Your utilization is hurting you big time.
733/1000 = 73% utilization
436/700 = 62% utilization
433/500 = 87% utilization
375/1500 = 25% utilization
Overall utilization = 53% (1977/3700).
When I pay down utilization, I would pay down everything to the same percentage. Say, for example, I had $500 to pay everything down with, and the minimum payment was 3% on each card.
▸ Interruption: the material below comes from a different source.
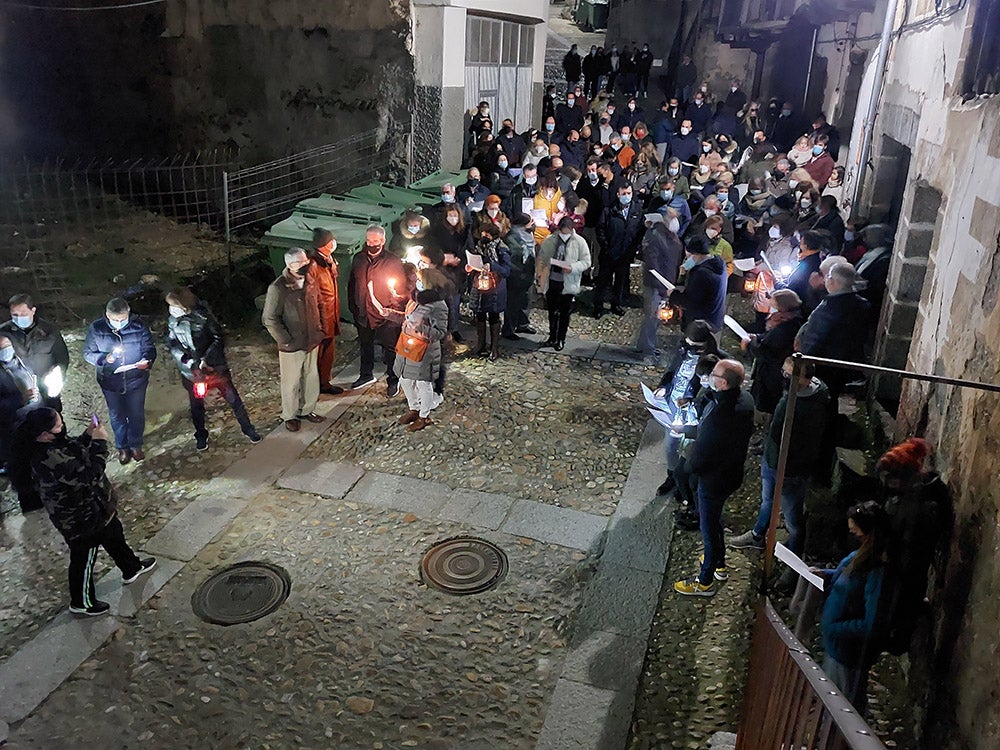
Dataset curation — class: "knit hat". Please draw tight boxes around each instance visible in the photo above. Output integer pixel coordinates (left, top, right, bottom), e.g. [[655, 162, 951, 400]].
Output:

I'd start with that, then divide the rest so it would get the higher-util items paid down.
This will seem like a lot of work, but if you have a spreadsheet, it'll help, and you can re-use it.
Column A: amount owing
Column B: credit limit
Column C: % utilization (amount owing / credit limit)
Column D: value in column A * value in column C (for the first item, that would be 538)
Column E: Amount you have to pay * value in column D / sum of column D (e.g. 500 * 538 / 1217 = $221 for first item)
So if you paid on your cards:
$210 -> new util = 52%
$106 -> new util = 47%
$147 -> new util = 57%
$37 -> new util = 23%
----
$500 (total)
If you had $200 to pay down with, the amounts and new util would be:
$84 -> new util 65%
$43 -> new util 56%
$59 -> new util 75%
$15 -> new util 24%
Make sure you always pay at least the minimum (it's a little harder on the lower-util cards; my own spreadsheet is more complicated, but this should give you the idea).
Ideally, you want to get the util as low as possible; I believe the typical utilization is around 27%.